How to use ins instruction with GNU assembler

Question

How do I use the x86 ins instruction with the GNU assembler? The instruction reference suggests the syntax INS m8/16/32, DX where e.g. m16 (I assume) is any 16 bit general purpose register whose only purpose it is to signify whether a byte/word/doubleword should be read, right?

Now, unfortunately, as rejects ins %ax,%dx with Error: operand type mismatch for 'ins', why is that?

For the record, I know I could simply use insb etc. but I'm calling this instruction via inline assembly inside a C++ program and the size of the input to be read depends on a template parameter (and string handling at compile time is not very practical).

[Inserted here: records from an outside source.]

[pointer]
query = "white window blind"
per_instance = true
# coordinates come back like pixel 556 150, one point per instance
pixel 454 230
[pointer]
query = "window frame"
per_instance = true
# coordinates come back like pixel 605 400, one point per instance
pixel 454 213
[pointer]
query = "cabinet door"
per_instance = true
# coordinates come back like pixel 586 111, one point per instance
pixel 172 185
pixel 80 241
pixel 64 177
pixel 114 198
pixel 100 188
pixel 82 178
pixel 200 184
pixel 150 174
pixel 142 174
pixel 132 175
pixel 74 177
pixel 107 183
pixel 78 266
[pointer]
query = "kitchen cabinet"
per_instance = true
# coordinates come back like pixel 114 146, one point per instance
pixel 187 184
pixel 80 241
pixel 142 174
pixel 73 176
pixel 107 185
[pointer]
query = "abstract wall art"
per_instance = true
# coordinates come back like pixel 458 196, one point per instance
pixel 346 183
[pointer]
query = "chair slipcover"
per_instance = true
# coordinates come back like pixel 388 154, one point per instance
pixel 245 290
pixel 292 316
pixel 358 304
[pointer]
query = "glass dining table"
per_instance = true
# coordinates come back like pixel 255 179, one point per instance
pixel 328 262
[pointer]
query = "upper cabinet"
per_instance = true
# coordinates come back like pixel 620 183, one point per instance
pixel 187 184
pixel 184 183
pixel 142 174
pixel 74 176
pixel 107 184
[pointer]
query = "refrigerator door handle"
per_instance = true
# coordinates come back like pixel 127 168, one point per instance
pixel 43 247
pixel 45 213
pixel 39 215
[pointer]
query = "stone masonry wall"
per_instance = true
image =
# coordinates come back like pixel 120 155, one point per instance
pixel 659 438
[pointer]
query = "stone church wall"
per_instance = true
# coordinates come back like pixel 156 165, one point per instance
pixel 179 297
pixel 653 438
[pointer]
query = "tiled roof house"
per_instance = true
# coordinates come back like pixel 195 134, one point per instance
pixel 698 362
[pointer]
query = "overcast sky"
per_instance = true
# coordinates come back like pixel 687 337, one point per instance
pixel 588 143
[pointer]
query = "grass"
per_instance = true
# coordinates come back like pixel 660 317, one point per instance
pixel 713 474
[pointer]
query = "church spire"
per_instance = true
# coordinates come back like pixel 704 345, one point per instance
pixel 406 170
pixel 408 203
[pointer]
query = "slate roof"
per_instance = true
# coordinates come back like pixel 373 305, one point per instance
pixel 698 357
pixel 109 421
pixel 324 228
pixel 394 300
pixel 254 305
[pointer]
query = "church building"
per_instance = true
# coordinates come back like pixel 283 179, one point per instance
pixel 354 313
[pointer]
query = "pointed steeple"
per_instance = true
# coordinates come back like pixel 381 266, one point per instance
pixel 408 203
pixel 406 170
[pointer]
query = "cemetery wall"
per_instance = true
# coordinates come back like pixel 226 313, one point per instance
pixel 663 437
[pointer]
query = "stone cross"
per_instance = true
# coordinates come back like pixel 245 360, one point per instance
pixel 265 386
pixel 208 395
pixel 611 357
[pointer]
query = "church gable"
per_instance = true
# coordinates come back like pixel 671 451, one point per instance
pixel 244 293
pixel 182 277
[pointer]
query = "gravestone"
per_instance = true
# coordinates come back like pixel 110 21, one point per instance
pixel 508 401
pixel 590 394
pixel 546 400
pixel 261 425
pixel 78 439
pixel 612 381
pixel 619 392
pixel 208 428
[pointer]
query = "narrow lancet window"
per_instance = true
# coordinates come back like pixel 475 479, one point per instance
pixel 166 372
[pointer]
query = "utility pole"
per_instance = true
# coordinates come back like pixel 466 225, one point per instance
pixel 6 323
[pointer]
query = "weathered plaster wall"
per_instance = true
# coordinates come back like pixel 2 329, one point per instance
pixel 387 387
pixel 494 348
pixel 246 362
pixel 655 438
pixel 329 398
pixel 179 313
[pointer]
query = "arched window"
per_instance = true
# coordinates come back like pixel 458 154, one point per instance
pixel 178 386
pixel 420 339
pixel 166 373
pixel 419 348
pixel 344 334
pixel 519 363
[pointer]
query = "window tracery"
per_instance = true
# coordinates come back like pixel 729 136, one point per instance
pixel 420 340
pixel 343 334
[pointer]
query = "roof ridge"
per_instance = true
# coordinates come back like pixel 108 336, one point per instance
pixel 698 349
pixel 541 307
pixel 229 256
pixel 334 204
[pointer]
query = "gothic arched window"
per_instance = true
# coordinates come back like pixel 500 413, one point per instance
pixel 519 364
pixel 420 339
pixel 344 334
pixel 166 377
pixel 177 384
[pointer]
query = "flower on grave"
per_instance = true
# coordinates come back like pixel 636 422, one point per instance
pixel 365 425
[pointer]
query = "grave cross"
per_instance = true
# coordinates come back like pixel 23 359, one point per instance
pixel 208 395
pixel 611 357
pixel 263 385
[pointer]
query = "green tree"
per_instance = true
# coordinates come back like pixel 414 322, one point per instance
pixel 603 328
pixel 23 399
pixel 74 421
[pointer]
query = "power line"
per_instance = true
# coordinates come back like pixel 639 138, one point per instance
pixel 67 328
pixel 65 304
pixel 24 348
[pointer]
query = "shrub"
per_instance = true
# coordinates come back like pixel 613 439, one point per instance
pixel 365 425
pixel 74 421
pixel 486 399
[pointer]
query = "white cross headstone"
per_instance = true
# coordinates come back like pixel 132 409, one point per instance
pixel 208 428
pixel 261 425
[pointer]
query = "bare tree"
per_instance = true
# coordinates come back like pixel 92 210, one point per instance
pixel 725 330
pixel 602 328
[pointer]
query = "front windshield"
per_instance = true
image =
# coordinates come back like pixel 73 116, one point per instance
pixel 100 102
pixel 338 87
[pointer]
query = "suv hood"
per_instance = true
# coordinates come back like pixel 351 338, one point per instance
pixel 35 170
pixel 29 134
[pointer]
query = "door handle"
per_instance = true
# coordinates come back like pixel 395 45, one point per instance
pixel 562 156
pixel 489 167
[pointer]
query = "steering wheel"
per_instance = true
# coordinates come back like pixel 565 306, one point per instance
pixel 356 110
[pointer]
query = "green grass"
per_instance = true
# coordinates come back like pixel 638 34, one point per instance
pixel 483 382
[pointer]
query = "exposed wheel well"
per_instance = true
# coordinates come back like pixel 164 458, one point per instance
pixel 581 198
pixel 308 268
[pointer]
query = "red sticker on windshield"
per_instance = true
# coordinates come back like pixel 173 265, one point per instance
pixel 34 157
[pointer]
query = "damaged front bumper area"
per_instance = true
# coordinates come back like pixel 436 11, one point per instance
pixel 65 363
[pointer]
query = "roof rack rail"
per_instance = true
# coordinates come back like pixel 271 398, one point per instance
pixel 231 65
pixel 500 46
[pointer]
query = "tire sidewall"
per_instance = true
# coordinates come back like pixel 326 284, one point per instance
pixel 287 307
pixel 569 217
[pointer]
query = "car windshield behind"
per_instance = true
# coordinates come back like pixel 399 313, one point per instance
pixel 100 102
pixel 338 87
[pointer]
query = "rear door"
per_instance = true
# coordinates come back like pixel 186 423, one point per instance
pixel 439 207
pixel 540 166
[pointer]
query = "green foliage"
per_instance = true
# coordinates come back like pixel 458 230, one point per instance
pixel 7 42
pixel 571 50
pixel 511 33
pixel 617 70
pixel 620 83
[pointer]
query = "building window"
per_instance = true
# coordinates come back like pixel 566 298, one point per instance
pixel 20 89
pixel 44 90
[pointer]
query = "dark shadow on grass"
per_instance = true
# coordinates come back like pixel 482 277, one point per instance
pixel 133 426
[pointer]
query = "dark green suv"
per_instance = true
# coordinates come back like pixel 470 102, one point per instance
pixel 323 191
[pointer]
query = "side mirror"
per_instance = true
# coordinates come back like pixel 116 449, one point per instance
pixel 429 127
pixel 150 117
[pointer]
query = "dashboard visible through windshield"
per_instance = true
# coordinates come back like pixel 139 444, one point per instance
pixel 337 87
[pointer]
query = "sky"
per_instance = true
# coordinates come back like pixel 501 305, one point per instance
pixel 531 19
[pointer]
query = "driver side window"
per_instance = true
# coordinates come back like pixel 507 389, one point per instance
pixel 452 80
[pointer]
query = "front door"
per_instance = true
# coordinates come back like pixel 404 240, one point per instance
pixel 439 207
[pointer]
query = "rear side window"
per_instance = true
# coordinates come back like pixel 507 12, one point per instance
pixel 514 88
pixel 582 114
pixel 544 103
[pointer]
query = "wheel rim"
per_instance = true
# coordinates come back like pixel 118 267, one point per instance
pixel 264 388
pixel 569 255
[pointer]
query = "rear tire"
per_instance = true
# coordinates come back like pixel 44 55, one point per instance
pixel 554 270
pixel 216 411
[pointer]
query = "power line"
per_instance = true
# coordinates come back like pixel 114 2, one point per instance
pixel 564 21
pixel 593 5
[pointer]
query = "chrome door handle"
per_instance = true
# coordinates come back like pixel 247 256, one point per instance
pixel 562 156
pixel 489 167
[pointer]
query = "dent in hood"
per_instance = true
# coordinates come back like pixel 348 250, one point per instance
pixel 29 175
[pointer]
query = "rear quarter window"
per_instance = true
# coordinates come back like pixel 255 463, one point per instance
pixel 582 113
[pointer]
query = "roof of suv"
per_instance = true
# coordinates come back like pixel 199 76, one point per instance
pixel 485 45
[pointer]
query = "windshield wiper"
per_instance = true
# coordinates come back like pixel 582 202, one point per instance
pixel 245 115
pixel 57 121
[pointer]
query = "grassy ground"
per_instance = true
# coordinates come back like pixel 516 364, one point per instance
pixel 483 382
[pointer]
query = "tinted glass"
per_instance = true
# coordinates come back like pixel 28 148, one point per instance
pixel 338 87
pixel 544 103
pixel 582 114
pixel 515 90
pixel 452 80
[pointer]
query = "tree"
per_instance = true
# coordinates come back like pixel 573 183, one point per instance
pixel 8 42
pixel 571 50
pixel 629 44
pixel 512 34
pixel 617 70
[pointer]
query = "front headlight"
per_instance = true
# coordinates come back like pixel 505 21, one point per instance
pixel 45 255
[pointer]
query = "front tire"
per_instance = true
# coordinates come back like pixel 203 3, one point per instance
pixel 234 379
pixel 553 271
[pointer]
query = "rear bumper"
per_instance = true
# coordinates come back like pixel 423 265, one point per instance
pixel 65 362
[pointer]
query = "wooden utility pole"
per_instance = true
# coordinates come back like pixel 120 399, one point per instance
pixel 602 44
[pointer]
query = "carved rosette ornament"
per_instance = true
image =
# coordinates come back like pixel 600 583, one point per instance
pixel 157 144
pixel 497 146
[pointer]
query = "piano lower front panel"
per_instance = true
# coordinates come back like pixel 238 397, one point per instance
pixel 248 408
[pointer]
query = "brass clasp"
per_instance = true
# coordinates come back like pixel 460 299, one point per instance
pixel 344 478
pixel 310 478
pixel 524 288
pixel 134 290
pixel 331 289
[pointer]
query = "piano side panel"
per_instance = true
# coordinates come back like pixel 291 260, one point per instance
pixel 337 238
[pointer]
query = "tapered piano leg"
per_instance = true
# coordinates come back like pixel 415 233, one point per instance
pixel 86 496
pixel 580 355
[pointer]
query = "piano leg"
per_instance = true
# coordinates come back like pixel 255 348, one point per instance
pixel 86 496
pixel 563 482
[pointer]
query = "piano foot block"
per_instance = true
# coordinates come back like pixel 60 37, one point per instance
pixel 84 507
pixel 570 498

EDIT: here is what I have now, for reference (I don't really like the macro)

#define INS(T) \
  __asm__ __volatile__("repne \n\t" \
                       "ins" T \
                       : "=D" (dest), "=c" (count) \
                       : "d" (port), "0" (dest), "1" (count) \
                       : "memory", "cc")

template<typename T>
void ins(uint16_t port, uint32_t dest, uint32_t count);

template<>
void ins<uint8_t>(uint16_t port, uint32_t dest, uint32_t count)
{ INS("b"); }

template<>
void ins<uint16_t>(uint16_t port, uint32_t dest, uint32_t count)
{ INS("w"); }

template<>
void ins<uint32_t>(uint16_t port, uint32_t dest, uint32_t count)
{ INS("l"); }

It's supposed to be a *memory* reference, not a register. The idea in Intel syntax is that you could write `ins dword ptr [rdi], dx` for a 32-bit read (aka `insd`), `ins word ptr [rdi], dx` for a 16-bit `insw` read, etc. You could maybe even write `ins dword ptr [foo], dx` and get a 32-bit read but the data would be written to `[rdi]` anyway. Nonetheless AT&T assembler syntax doesn't support this at all and the only way to specify the size is with the operand size suffix. — Nate Eldredge, Nov 21 '20 at 17:23
You *might* be able to hack it by switching the compiler to use Intel syntax instead, but I think it's going to be painful. I would try instead to figure out how to just choose the right one of `insb / insw / insl` at compile time. I don't see why you would need string handling; just write all three and use template specialization or `switch` or whatever to execute the correct one. — Nate Eldredge, Nov 21 '20 at 17:25
(Don't forget to be careful with your operands, constraints and clobbers; the instruction modifies `rdi`. And you know that you can't execute these instructions in unprivileged code, unless you've done something such as `iopl()`? I'd assume you are writing kernel or bare-metal embedded code, only it would be a bit unusual for either of those to be C++.) — Nate Eldredge, Nov 21 '20 at 17:27
@NateEldredge: Ah okay, I understand. I will have to do with some code duplication then I guess. I think I took care of the constraints correctly, I'll check what compiler outputs, and yes I'm writing a kernel. — Peter, Nov 21 '20 at 18:00
Actually, I think it can be done with operand modifiers. Writing an answer... — Nate Eldredge, Nov 21 '20 at 18:10

Nate Eldredge · Accepted Answer · 2020-11-21T18:58:41.240

5

It's supposed to be a memory reference, not a register. The idea in Intel syntax is that you could write ins dword ptr [rdi], dx for a 32-bit read (aka insd), ins word ptr [rdi], dx for a 16-bit insw read, etc. You could maybe even write ins dword ptr [foo], dx and get a 32-bit read but the data would be written to [rdi] anyway. Nonetheless AT&T assembler syntax doesn't support this at all and the only way to specify the size is with the operand size suffix.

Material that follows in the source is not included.